In so much we do we take on the mindset that “there’s only so much X to go around, so I have to get the most I can. I have to get as close to the top of the hierarchy as possible, or else someone else will get more and use it against me.” It’s a competition and scarcity-economy based mindset. Living in a capitalist and materialist society where “stuff” is the primary god and “stuff” is finite, it is easy to see why this mindset is in place. When worth is determined by hierarchical status and acquisition of “goods” (how good are they?) then the competitive drive is what pushes you toward survival and beyond to comfort. As much as I dislike it, I can understand why such a view of the world can be beneficial within our system.
But so often we don’t limit the hierarchical/scarcity worldview to the realms of material possessions. It bleeds over into abstract concepts and emotions. You love Jim, so you can’t love Jane. That would displace Jim from his place in the hierarchy and take away the finite amount of love he gets. I don’t think anyone really believes love is finite, but when it comes to sharing love beyond the elevation of the single person to status of lover, then the hierarchical/scarcity mindset automatically kicks in. Fear takes over and there is a scramble to stop this loss of the good of love and maintain the place at the top of the love hierarchy.

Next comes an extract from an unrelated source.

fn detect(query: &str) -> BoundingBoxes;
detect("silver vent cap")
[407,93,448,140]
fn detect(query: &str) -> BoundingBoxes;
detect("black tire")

And of course it doesn’t stop there. I remember telling one of my friends how physically beautiful she was to me, and she was flattered, even though she did not trust in her own beauty. Over time she became aware that I find extraordinary amounts of beauty in extraordinary amounts of people. When we came back to the topic of my finding her beautiful she remarked that it meant very little since I thought so many people were beautiful. By finding X, Y and Z beautiful, I was taking away from the amount of beauty L had, at least in her eyes. Beauty is valued, and since we are so conditioned to think hierarchically then the one who is beautiful is at the top of the beauty pyramid. When the definition of beauty, or rather, the recognition of beauty is expanded, then there is no pyramid to be on top of. In the hierarchical/scarcity mindset, this devalues the beauty of any one person by not making it the pinnacle of beauty. To this way of thinking, something is only valuable because of its rarity.
Love is valuable because it is.
Beauty is valuable because it is.
Neither can be ranked. Neither is finite! As long as we keep applying this pyramid scheme to things outside our economy all we will do is hurt ourselves and damage each others self-worth.
Come to think of it, that’s what we do when we apply it within our economy as well.